We hear the testimonies of wretched sinners who have received salvation through the grace of Jesus Christ. And we praise God and then we sit back to watch and see if they were serious. If we aren’t careful, we can grow a little skeptical. This may be because, in our culture, Jesus is often used a little like a rope thrown to a person hanging over the cliff—useful for a moment or two and then cast aside when the person reaches safety.
But when someone becomes genuinely saved, change is non-negotiable. It just happens. We see this very thing in the life of Manasseh.
I feel like, as the summer has moved along, I have lost quite a few Bible Challenge readers. If you are still reading, I would love to hear about it (just to remind me that there are still people plugging through these Old Testament prophets along with me!)
But, this is a great reminder for everyone– whether you have given up on the reading or not. The lessons that I learned from chapter 33 of 2 Chronicles can be summarized into two main points that I found quite helpful in the current culture we find ourselves in–
1. No one is beyond God’s grace.
Every day we hear horrible stories of great and heinous sin. We can’t imagine how man could do such evil things. And yet, even the worst of sinners is free to accept God’s great gift of salvation.
Manasseh did horrible things. In fact, he even gave his son as a human sacrifice! It is hard to imagine something worse than this. Think through how awful that is for just a moment. This is the description of Manasseh’s sinful acts–
But he did evil in the sight of the Lord, according to the abominations of the nations whom the Lord had cast out before the children of Israel. 3 For he rebuilt the high places which Hezekiah his father had broken down; he raised up altars for the Baals, and made wooden images; and he worshiped all the host of heaven[a] and served them. 4 He also built altars in the house of the Lord, of which the Lord had said, “In Jerusalem shall My name be forever.” 5 And he built altars for all the host of heaven in the two courts of the house of the Lord. 6 Also he caused his sons to pass through the fire in the Valley of the Son of Hinnom; he practiced soothsaying, used witchcraft and sorcery, and consulted mediums and spiritists. He did much evil in the sight of the Lord, to provoke Him to anger.
Manasseh’s sins were grave and numerous. And the Lord speaks to him and the people about this (vs 10) but they choose not to listen. An undetermined amount of time later, Manasseh is carried away to Babylon in bronze fetters (vs. 11). There, in great affliction, he humbly repents.
And how does the Lord respond? Does He tell him I told you so? Does He let him there to wallow in the consequences of his sinful choices?

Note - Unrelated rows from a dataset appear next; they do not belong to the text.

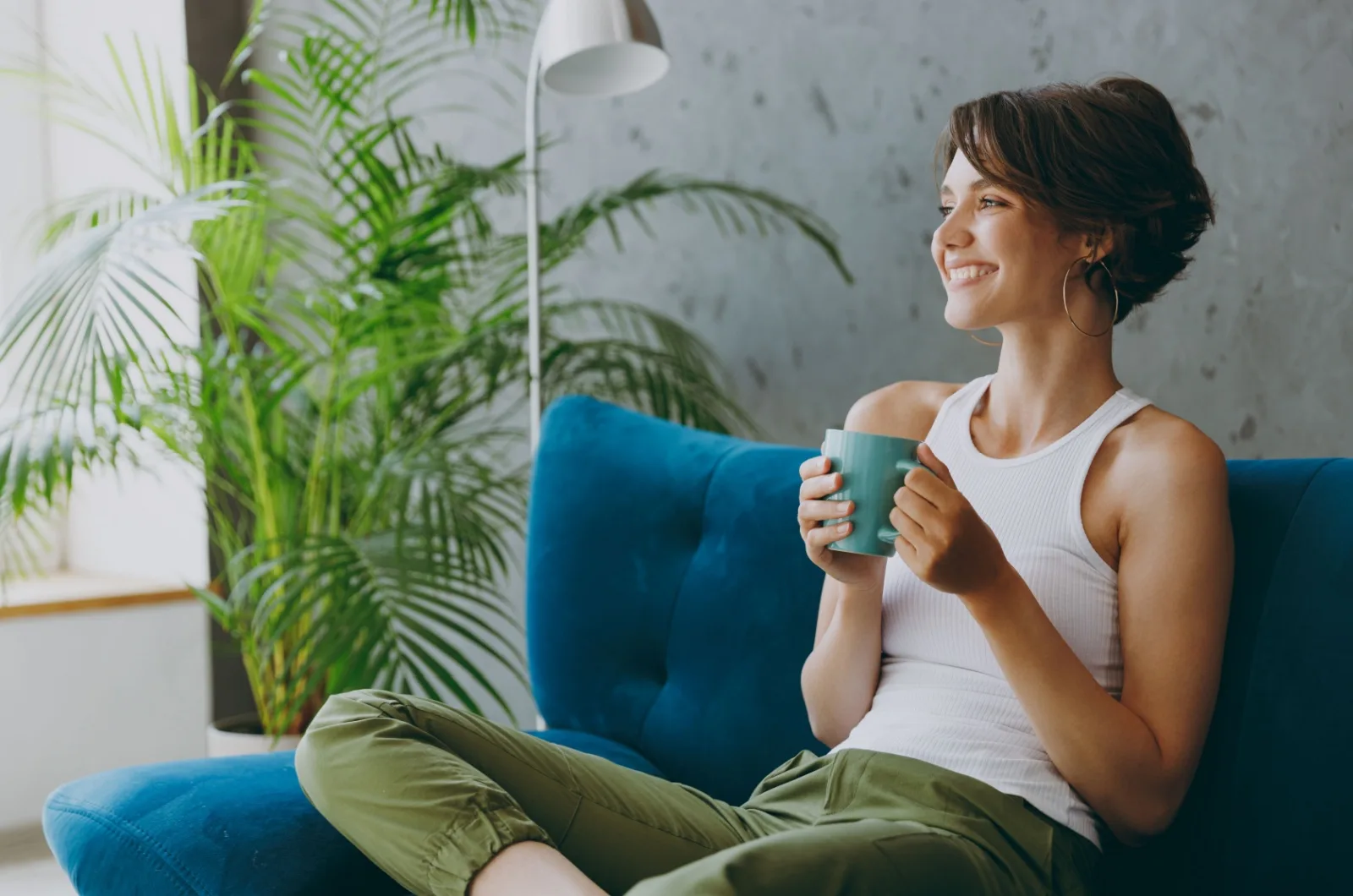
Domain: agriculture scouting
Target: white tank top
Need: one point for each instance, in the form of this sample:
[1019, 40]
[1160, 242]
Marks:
[942, 696]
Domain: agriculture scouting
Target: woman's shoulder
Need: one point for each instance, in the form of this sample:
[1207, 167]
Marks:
[906, 409]
[1156, 445]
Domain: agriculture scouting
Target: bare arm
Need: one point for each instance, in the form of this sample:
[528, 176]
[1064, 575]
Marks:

Instead, our merciful God extends grace. Here’s what we read–
Now when he was in affliction, he implored the Lord his God, and humbled himself greatly before the God of his fathers, 13 and prayed to Him; and He received his entreaty, heard his supplication, and brought him back to Jerusalem into his kingdom. Then Manasseh knew that the Lord was God.
After such great evil, God would have been justified (at least according to our human sense of fairness) to just leave Manasseh to die in Babylon, a broken and contrite man. Instead, He reached out and restored him.
What great and marvelous grace and mercy! And it is still there for us today! God is the same–yesterday, today, and tomorrow. No sinner is beyond His grace, including you! If you don’t know Him, I encourage you to reach out and be restored.
2. True conversion is followed by true life change.
Manasseh does not go back to live the same life he always lived. He grabs the rope of rescue God extends and then makes changes that give the evidence that his repentance was quite genuine. We read–
He took away the foreign gods and the idol from the house of the Lord, and all the altars that he had built in the mount of the house of the Lord and in Jerusalem; and he cast them out of the city. 16 He also repaired the altar of the Lord, sacrificed peace offerings and thank offerings on it, and commanded Judah to serve the Lord God of Israel.
True repentance always brings about change. It isn’t legalism. It just is. It is never our place to judge anyone’s salvation, but if someone claims Christ and then has gone back to their old, sinful life and stays there without a battle, without any efforts to extricate themselves, it is evidence that they may have just grabbed the convenient life rope thrown their way but weren’t serious in their repentance.
Many of the stories in the Old Testament are wild and beyond anything that is familiar to us. We can’t imagine sacrificing our children or worshiping formed idols. And yet, people are people, and within us is the same capability for horrible sin. Oh, we may not worship a golden calf, but if we aren’t worshiping the one, true God, we are worshiping something. But the good news is that, no matter where we find ourselves today, none of us is beyond God’s grace. And if we reach out and receive that grace with genuine repentance, then our lives will be transformed in a marvelous and unbelievable way. It is never too late to grab on to the rope of rescue!